Accept that I'm allowed to have differing opinions and that it doesn't make me a bad person. Too often when people have disagreements over issues, things get off of the issue at hand and get personal. For example, in that 2008 blog post I said specifically that I disagreed with then Senator Obama on abortion (I still do), but I was still called out personally as being complicit in the murder of millions of babies. I'm fine having a discussion on issues, but just because I have a different view on an issue isn't license to attack me personally.
Don't bully me into silence when I express my own views and opinions. This kind of piggy backs off of the previous one. Too often it's been my experience that when I express a contrary view, those who I disagree with act as if I don't even have the right to my own opinion.
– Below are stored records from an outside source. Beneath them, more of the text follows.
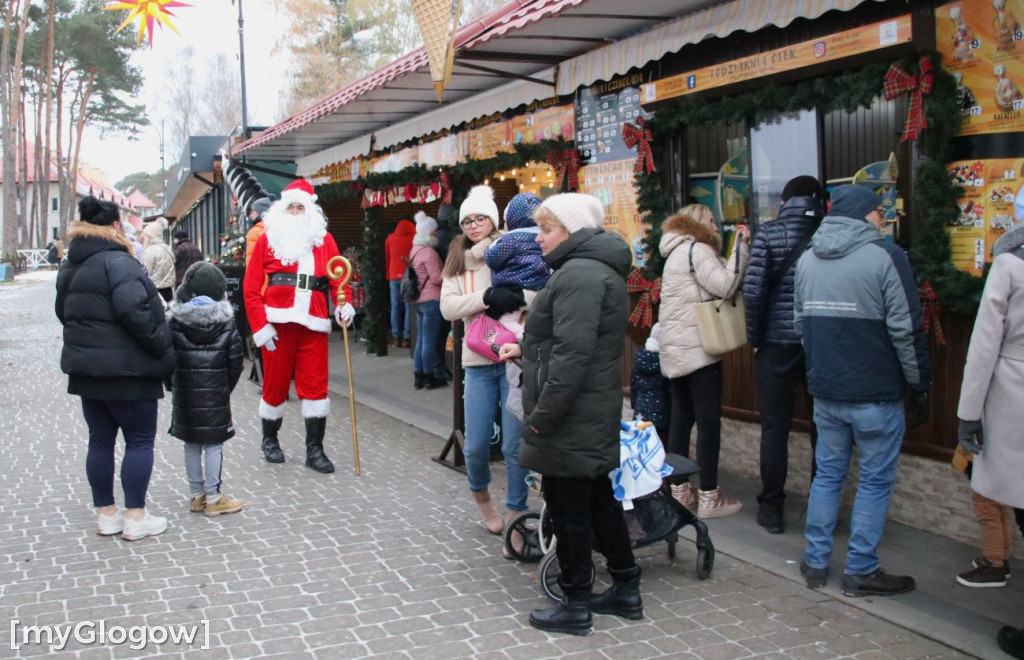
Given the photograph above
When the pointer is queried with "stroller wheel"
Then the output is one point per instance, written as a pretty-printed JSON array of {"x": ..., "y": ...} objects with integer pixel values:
[
  {"x": 527, "y": 525},
  {"x": 706, "y": 561},
  {"x": 549, "y": 573}
]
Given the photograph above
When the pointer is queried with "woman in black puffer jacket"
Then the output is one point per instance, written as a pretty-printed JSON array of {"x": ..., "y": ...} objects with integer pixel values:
[
  {"x": 208, "y": 364},
  {"x": 572, "y": 399},
  {"x": 117, "y": 352}
]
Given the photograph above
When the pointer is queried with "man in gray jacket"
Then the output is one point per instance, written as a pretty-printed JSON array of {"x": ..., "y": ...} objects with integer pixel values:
[{"x": 859, "y": 314}]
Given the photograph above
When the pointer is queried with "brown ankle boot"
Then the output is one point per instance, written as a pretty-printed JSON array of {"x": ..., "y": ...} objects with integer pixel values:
[{"x": 492, "y": 519}]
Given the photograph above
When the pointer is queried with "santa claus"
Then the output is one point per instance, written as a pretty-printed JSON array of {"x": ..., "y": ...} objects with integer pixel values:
[{"x": 290, "y": 316}]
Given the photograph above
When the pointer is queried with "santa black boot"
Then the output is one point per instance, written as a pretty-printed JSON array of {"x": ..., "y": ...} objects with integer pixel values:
[
  {"x": 315, "y": 458},
  {"x": 271, "y": 448}
]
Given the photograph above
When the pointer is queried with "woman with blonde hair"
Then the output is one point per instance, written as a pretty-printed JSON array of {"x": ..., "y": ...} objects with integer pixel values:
[
  {"x": 695, "y": 272},
  {"x": 466, "y": 293}
]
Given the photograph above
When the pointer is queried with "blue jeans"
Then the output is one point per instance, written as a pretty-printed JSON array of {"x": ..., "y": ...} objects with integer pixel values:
[
  {"x": 486, "y": 389},
  {"x": 428, "y": 321},
  {"x": 400, "y": 314},
  {"x": 137, "y": 421},
  {"x": 877, "y": 430}
]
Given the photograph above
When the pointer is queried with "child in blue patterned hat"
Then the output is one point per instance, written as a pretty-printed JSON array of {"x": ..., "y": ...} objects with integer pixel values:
[{"x": 515, "y": 259}]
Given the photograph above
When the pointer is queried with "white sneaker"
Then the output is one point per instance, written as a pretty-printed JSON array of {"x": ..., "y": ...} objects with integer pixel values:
[
  {"x": 150, "y": 526},
  {"x": 111, "y": 525}
]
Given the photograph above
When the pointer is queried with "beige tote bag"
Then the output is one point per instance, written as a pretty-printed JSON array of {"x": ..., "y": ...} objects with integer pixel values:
[{"x": 722, "y": 323}]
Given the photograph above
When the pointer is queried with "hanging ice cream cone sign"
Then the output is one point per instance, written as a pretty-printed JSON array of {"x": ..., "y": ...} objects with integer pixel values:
[
  {"x": 438, "y": 20},
  {"x": 148, "y": 13}
]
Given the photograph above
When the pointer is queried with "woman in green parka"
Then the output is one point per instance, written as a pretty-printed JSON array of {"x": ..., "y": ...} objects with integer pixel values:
[{"x": 571, "y": 358}]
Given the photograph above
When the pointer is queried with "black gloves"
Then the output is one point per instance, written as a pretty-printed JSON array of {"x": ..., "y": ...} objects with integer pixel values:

They try to shout me down while failing to engage with the opinion I was sharing. I appreciate impassioned debate over issues, but I can't stand when people act as if anyone who doesn't agree with them doesn't have the right to express another view. If you can post a link to The Blaze on your Facebook wall, please respect my right to post a link to Think Progress on mine.
Remember that words can do damage. James 3:9-10 is one of my favorite scripture passages and something I have to remind myself of daily. "With the tongue we praise our Lord and Father, and with it we curse human beings, who have been made in God’s likeness. Out of the same mouth come praise and cursing. My brothers and sisters, this should not be." I don't believe that those who disagreed with me during that period in 2008 meant any harm to me with their words. But that was such a traumatic experience for me that I can still feel the impact of it nearly 6 years later. I have relationships that have either never been repaired or have not been the same since. This grieves me on a daily basis. The internet is a great thing, but it's also a terrible thing. It's so hard to convey tone and the potential for misunderstanding is nearly unlimited. Be careful with what you say and how you say it.
Please point out my own failings if I go over the line. As much as I've talked about keeping a cool head and talking about issues without getting upset, I realize that I have a short temper and can say things that I shouldn't. Back in that 2008 hullabaloo, I said some things to my friend Christa that were pretty awful and completely unnecessary. Thankfully, she contacted me privately and confronted me in love over what I had said. I apologized profusely and to this day I have the utmost respect for her handling that situation that way. If I hurt or offend you with something, please let me know. It's never my intention to hurt anyone, but as I said in my last point it's far easy to hurt someone without intending to by the way we speak to each other online.
If you have made it all the way down here, you have my thanks and my appreciation for listening to my laundry list of thoughts. I have tried to express myself as best as I could, but not everything has come out the way I wished. If I wasn't clear about something, my apologies.
Let me end by saying that I love and respect all of my friends and family, even if I disagree strongly with some of the views you may hold. My main request is simply that I hope that same love and respect can be reciprocated to me. I don't want to damage the relationships that I have with those that have different worldviews than I do, but I can't spend any more of my life keeping my opinions to myself so I don't offend anyone.